The regional monopoly, which provides water for 2.3mn customers across Kent, Sussex, Surrey and Berkshire, is already on regulator Ofwat’s watch-list for financially at-risk companies.
In accounts filed in January, SE Water’s parent company, HDF Holdings, said its shareholders lent its Luxembourg-based financial subsidiary £150mn to replace third-party debt that was due to be repaid in December. The parent company’s owners include NatWest’s pension fund, a Canadian pension fund and an Australian infrastructure investor.
The loan decision underscores the stretched finances of several of the water companies in England and Wales, which are struggling with higher interest rates on their debt at a time when they are under pressure to invest in infrastructure. The 16 regulated water companies have racked up £64bn in borrowings after being privatised with no debt 34 years ago.
Financing costs at the SE Water group increased by £56.2mn to more than £130mn in the year to 31 March 2023 as the bonds it had issued rose in line with inflation, HDF’s accounts showed.

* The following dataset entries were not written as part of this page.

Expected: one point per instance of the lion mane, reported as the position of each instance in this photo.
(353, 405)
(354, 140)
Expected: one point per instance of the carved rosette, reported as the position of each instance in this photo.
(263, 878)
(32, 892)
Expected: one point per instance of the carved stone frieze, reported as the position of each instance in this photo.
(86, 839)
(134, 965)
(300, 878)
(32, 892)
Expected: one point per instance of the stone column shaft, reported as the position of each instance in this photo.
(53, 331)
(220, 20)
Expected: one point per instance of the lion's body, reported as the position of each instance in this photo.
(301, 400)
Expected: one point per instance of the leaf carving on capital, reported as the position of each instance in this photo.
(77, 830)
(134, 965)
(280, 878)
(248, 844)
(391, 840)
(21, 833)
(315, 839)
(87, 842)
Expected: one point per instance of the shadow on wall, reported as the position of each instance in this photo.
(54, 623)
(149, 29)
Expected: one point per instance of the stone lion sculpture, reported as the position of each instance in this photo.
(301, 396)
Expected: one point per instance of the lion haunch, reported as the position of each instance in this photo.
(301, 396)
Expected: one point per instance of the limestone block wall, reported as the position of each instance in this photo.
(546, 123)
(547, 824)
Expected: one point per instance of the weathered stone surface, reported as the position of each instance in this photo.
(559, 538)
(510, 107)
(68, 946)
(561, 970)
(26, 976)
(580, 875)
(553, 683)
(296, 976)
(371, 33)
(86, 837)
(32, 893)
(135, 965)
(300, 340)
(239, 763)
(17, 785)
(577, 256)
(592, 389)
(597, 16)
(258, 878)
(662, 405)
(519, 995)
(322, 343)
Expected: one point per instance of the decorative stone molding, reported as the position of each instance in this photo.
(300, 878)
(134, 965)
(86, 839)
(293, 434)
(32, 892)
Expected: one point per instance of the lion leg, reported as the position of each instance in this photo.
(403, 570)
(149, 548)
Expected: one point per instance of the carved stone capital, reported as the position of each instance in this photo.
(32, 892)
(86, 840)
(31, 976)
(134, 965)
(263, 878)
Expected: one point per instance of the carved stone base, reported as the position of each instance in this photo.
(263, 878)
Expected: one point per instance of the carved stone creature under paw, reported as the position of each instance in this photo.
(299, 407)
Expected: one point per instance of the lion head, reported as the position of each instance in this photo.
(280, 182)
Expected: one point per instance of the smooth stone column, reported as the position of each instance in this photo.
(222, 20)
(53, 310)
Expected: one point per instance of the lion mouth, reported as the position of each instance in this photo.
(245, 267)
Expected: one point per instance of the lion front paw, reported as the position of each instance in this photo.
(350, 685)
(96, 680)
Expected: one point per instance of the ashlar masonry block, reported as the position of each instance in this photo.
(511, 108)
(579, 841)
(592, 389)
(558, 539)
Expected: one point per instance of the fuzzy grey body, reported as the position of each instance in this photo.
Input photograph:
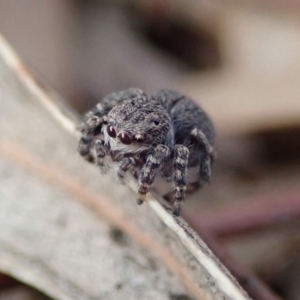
(159, 135)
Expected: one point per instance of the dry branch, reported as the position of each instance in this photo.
(102, 246)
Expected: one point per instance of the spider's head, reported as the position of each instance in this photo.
(135, 126)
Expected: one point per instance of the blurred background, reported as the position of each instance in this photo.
(239, 59)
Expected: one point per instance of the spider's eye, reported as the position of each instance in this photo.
(139, 139)
(125, 139)
(111, 131)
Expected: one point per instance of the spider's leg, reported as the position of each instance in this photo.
(207, 158)
(147, 174)
(125, 165)
(89, 128)
(180, 176)
(100, 150)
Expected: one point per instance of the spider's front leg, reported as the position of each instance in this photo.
(147, 174)
(180, 176)
(100, 150)
(207, 158)
(89, 129)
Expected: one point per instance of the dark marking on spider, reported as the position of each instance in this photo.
(163, 135)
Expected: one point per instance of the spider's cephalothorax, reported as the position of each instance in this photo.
(163, 135)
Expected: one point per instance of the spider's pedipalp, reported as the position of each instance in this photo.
(88, 129)
(125, 165)
(180, 176)
(147, 174)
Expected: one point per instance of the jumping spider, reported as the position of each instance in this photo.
(163, 135)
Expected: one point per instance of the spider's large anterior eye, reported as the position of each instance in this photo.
(111, 131)
(125, 138)
(139, 139)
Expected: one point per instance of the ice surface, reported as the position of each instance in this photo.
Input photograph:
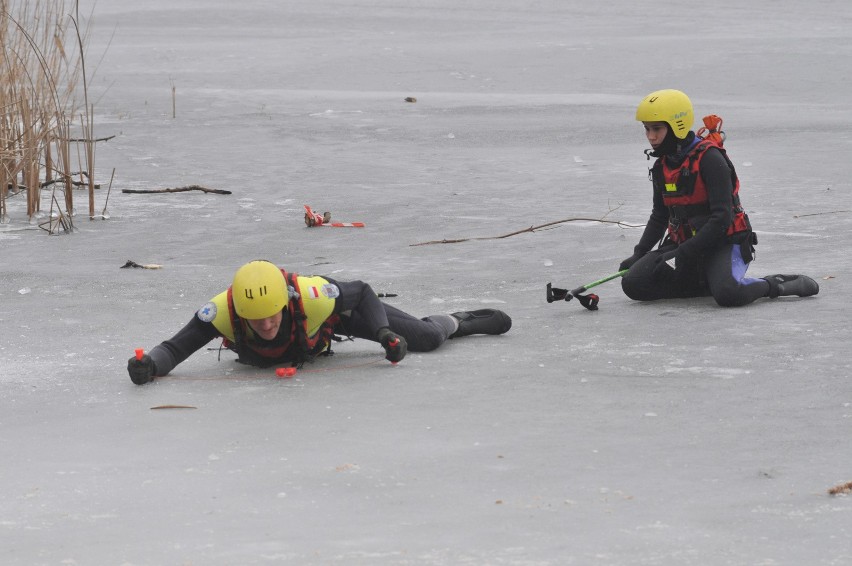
(670, 433)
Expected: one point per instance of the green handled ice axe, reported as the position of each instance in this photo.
(589, 301)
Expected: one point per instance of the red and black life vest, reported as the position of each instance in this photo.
(685, 194)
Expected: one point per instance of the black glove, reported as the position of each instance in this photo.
(395, 345)
(667, 261)
(628, 263)
(141, 370)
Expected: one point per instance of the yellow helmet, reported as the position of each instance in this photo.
(670, 106)
(259, 290)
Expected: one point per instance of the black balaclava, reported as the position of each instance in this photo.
(672, 146)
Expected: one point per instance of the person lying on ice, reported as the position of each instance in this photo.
(270, 317)
(710, 243)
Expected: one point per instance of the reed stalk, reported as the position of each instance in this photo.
(43, 96)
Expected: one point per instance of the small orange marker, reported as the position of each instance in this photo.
(394, 342)
(285, 372)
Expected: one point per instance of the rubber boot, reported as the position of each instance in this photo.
(484, 321)
(787, 285)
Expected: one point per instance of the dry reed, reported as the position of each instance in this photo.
(43, 95)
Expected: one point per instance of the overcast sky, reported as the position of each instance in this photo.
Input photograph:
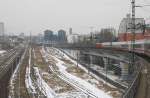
(37, 15)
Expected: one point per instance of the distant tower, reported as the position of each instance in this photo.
(1, 29)
(70, 31)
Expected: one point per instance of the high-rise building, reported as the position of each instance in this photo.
(70, 30)
(48, 35)
(62, 36)
(1, 28)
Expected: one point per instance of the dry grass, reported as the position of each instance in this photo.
(20, 88)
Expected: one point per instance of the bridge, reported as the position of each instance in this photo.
(134, 86)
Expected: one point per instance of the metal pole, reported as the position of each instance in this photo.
(133, 33)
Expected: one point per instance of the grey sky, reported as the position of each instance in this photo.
(38, 15)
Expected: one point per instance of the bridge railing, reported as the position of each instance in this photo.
(131, 91)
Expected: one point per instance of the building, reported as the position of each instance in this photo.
(125, 29)
(70, 30)
(1, 28)
(48, 35)
(62, 36)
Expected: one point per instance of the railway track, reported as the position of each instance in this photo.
(7, 66)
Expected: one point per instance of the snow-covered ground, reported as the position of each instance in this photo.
(28, 81)
(14, 77)
(2, 51)
(77, 82)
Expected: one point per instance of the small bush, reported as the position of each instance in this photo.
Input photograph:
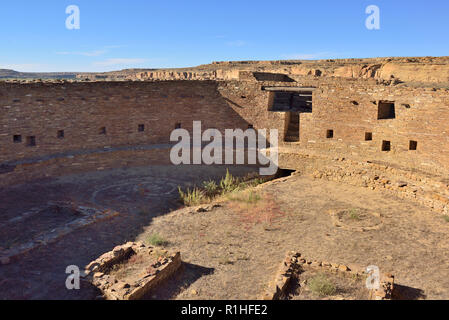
(321, 286)
(210, 188)
(228, 183)
(248, 198)
(354, 214)
(192, 197)
(156, 240)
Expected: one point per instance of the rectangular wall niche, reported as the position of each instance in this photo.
(31, 141)
(413, 145)
(368, 136)
(292, 101)
(17, 138)
(386, 110)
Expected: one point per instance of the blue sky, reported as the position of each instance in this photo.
(118, 34)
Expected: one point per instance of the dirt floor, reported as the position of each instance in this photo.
(232, 257)
(231, 251)
(139, 194)
(344, 287)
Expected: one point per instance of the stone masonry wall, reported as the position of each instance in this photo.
(107, 114)
(348, 107)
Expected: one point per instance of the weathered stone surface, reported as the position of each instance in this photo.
(152, 275)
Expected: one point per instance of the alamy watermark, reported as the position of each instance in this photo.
(190, 150)
(73, 21)
(373, 20)
(72, 282)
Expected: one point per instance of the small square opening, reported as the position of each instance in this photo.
(17, 138)
(368, 136)
(31, 141)
(386, 110)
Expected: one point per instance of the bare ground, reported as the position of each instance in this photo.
(239, 259)
(233, 251)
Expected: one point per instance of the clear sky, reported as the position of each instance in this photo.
(118, 34)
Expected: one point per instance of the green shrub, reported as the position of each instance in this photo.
(228, 183)
(354, 214)
(156, 240)
(192, 197)
(210, 188)
(321, 286)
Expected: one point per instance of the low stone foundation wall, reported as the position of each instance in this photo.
(103, 272)
(292, 266)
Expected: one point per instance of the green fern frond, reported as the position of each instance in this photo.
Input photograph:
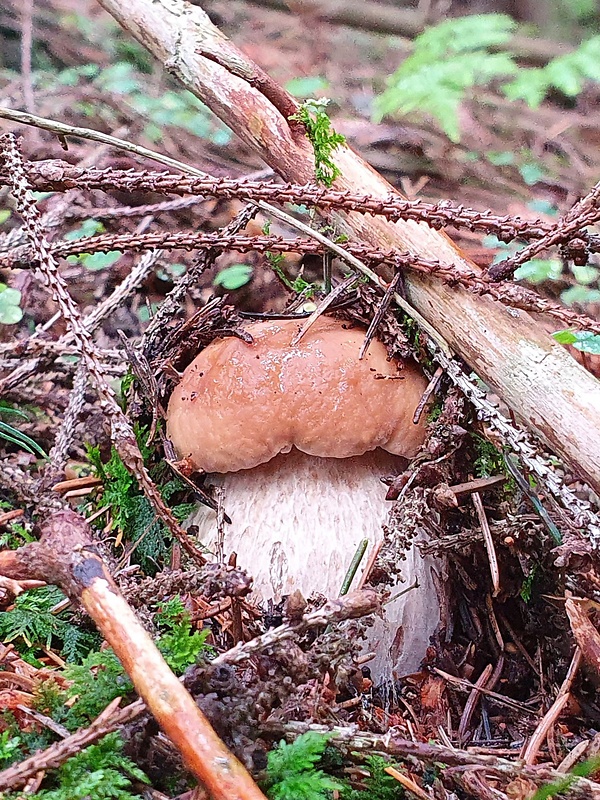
(30, 624)
(447, 60)
(100, 771)
(292, 773)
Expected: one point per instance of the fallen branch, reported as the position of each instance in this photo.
(352, 739)
(542, 383)
(65, 555)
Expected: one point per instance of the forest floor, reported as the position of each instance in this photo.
(506, 699)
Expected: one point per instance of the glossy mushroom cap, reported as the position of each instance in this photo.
(239, 405)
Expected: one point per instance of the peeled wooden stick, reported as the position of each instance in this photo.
(66, 556)
(553, 395)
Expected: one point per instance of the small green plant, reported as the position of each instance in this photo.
(308, 86)
(180, 645)
(100, 771)
(95, 683)
(276, 262)
(322, 137)
(9, 747)
(10, 305)
(132, 514)
(448, 59)
(92, 261)
(13, 435)
(31, 625)
(451, 58)
(234, 277)
(585, 341)
(379, 785)
(292, 772)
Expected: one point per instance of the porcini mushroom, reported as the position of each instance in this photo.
(299, 437)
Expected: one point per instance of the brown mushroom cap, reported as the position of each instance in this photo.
(239, 405)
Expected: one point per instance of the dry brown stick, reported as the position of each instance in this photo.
(472, 701)
(351, 738)
(550, 717)
(65, 555)
(489, 542)
(555, 396)
(585, 633)
(52, 757)
(122, 432)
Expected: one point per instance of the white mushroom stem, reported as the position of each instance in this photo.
(296, 524)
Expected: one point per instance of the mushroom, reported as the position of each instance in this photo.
(299, 436)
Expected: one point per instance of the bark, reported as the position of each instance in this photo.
(553, 395)
(66, 556)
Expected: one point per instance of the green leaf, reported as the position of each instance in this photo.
(531, 173)
(89, 227)
(529, 85)
(307, 87)
(98, 261)
(585, 273)
(580, 294)
(585, 341)
(234, 277)
(501, 159)
(564, 337)
(10, 311)
(539, 269)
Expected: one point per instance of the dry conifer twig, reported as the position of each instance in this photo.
(121, 431)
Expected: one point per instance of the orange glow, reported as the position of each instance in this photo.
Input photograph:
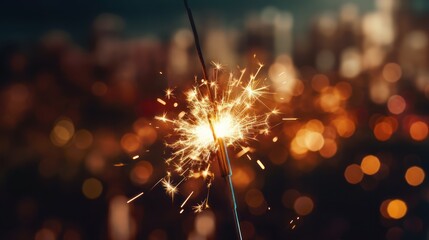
(345, 127)
(396, 104)
(141, 172)
(330, 100)
(370, 165)
(415, 176)
(419, 131)
(314, 141)
(62, 132)
(396, 209)
(254, 198)
(383, 131)
(315, 125)
(297, 149)
(344, 89)
(392, 72)
(329, 149)
(303, 205)
(130, 142)
(147, 134)
(353, 174)
(383, 208)
(319, 82)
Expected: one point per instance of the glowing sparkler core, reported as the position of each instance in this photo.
(226, 114)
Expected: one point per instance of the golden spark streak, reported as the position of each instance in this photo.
(242, 152)
(135, 197)
(184, 202)
(261, 165)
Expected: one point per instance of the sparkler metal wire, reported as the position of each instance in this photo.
(222, 153)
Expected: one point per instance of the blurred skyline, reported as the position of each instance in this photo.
(26, 21)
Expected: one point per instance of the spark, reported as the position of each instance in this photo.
(186, 200)
(231, 108)
(169, 93)
(161, 101)
(170, 189)
(261, 165)
(242, 152)
(135, 197)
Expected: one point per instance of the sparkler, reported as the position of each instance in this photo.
(221, 115)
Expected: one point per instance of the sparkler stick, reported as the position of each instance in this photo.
(222, 151)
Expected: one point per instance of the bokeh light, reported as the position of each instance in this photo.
(92, 188)
(419, 131)
(370, 165)
(397, 209)
(353, 174)
(415, 176)
(303, 205)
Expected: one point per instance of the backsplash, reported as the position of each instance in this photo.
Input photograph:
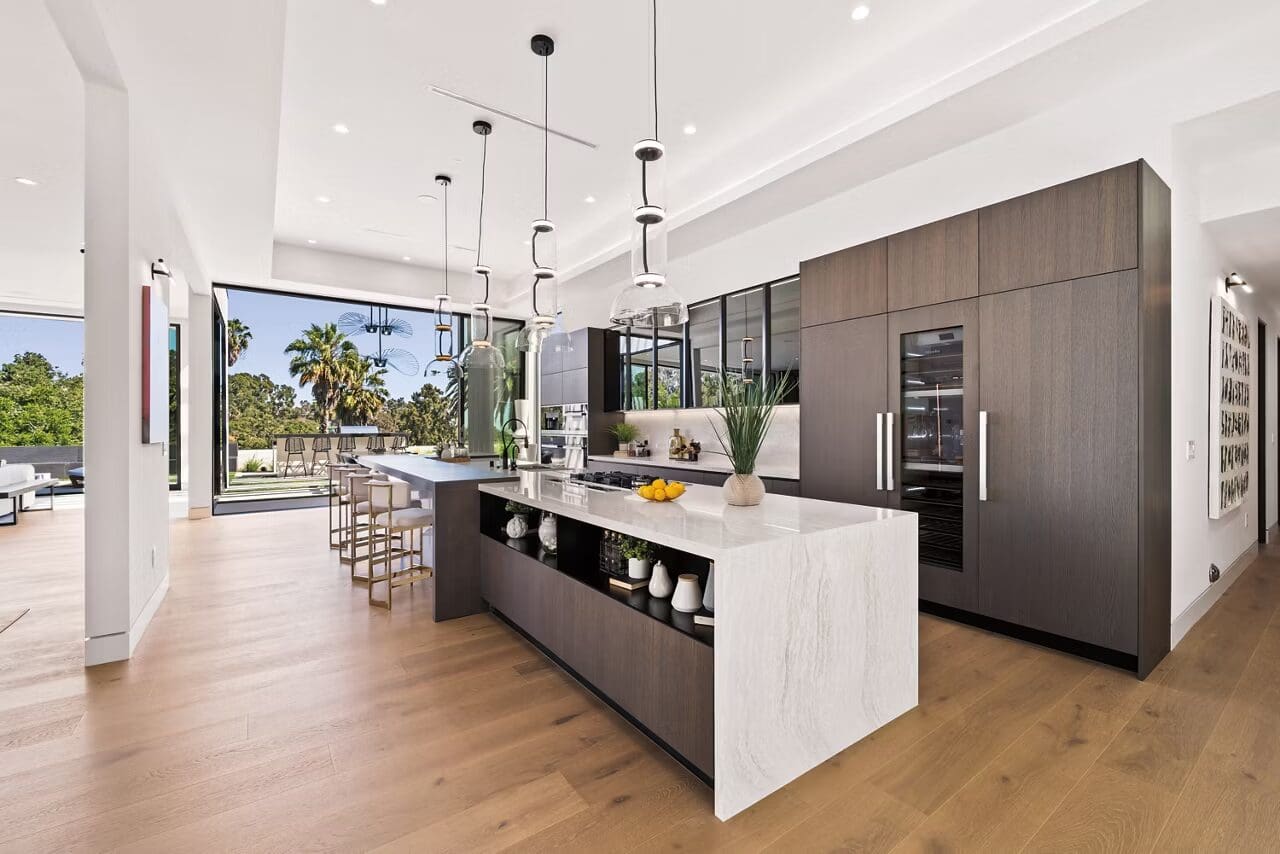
(780, 457)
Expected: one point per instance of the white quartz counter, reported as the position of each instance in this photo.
(717, 465)
(698, 523)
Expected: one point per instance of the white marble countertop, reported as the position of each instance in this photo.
(702, 465)
(699, 523)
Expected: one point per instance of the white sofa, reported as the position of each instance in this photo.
(12, 473)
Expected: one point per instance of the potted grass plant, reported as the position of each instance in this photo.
(746, 410)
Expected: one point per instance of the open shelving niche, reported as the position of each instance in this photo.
(579, 557)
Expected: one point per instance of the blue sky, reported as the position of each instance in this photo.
(278, 319)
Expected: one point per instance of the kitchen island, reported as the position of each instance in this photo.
(449, 491)
(814, 642)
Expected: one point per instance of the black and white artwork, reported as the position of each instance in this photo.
(1230, 406)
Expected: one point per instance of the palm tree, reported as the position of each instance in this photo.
(362, 392)
(319, 361)
(237, 339)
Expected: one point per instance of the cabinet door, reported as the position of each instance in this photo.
(1059, 525)
(575, 386)
(932, 360)
(552, 391)
(580, 350)
(936, 263)
(1084, 227)
(844, 389)
(849, 283)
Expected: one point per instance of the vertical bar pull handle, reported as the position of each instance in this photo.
(982, 455)
(880, 451)
(888, 451)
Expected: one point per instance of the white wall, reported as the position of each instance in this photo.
(1107, 127)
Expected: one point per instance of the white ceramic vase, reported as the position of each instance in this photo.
(659, 583)
(688, 597)
(744, 491)
(547, 531)
(638, 567)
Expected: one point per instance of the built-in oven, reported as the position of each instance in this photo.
(565, 450)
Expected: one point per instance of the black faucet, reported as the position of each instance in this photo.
(510, 444)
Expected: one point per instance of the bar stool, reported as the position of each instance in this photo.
(402, 534)
(295, 446)
(362, 507)
(339, 498)
(320, 444)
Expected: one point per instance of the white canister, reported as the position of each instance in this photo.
(638, 567)
(688, 597)
(659, 584)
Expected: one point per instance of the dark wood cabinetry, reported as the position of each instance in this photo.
(1059, 537)
(1064, 298)
(845, 284)
(936, 263)
(1080, 228)
(844, 388)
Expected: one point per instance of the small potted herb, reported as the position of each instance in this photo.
(519, 523)
(640, 555)
(626, 434)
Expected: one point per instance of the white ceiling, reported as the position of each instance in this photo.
(767, 91)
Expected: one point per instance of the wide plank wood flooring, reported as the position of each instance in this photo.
(269, 708)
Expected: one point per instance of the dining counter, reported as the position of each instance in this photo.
(449, 491)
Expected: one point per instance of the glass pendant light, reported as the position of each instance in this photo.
(543, 243)
(649, 301)
(443, 310)
(480, 354)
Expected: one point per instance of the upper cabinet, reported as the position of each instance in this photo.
(932, 264)
(1073, 231)
(845, 284)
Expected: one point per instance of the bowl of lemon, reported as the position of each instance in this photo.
(661, 491)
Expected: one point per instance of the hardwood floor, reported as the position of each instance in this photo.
(270, 708)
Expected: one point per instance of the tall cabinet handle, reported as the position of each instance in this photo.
(888, 451)
(880, 451)
(982, 455)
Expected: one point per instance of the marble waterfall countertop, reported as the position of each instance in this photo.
(816, 617)
(716, 466)
(699, 523)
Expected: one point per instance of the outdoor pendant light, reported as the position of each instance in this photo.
(649, 301)
(543, 243)
(480, 354)
(443, 319)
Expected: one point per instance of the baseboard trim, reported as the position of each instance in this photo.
(119, 645)
(1192, 613)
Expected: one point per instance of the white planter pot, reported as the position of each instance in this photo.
(638, 567)
(659, 584)
(744, 491)
(688, 597)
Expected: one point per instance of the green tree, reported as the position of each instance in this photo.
(319, 361)
(39, 403)
(362, 391)
(237, 339)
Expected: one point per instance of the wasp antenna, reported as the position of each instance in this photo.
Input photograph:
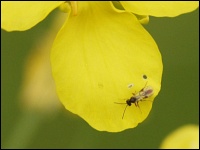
(124, 112)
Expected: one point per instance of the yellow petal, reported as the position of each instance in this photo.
(186, 137)
(100, 57)
(20, 15)
(160, 8)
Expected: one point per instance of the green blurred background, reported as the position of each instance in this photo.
(177, 103)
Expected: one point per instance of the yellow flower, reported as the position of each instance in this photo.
(185, 137)
(102, 56)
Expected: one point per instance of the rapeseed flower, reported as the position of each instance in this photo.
(101, 56)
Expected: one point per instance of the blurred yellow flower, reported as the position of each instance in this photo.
(98, 53)
(185, 137)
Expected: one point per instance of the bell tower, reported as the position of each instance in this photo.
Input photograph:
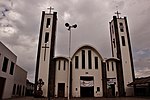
(45, 54)
(121, 49)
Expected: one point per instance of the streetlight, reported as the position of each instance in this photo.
(69, 29)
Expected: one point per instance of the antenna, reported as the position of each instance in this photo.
(117, 12)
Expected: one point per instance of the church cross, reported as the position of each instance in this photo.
(45, 47)
(50, 10)
(117, 14)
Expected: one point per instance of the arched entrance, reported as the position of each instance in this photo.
(87, 86)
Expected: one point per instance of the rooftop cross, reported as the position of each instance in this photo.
(45, 47)
(50, 10)
(117, 14)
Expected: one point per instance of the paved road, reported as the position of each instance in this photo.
(122, 98)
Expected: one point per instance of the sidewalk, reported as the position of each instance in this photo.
(121, 98)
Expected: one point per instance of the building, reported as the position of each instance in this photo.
(29, 88)
(7, 66)
(19, 87)
(12, 77)
(142, 86)
(87, 73)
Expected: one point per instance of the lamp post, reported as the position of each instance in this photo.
(69, 29)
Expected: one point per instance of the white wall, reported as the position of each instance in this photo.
(5, 52)
(20, 80)
(44, 65)
(126, 62)
(61, 76)
(112, 74)
(96, 73)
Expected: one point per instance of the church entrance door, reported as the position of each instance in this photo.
(111, 90)
(86, 86)
(61, 89)
(2, 84)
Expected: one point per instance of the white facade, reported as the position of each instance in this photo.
(112, 74)
(61, 75)
(20, 76)
(88, 74)
(6, 76)
(79, 72)
(45, 53)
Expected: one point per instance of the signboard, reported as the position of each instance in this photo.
(85, 83)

HDF warned that a future “severe but plausible” downside scenario “where it is hit by higher energy, chemical and operational costs” could provoke a “trigger event” in the South East Water group. In this situation, the refinancing enabled the interest on the shareholder loans to be added to the capital on the group’s balance sheet, the accounts said.
Adam Leaver, professor of accounting at Sheffield University, said the “holding company is sinking in debt”.
“This switch to shareholder loans is unlikely to resolve the basic leverage problem and suggests that problems are storing up for the future.”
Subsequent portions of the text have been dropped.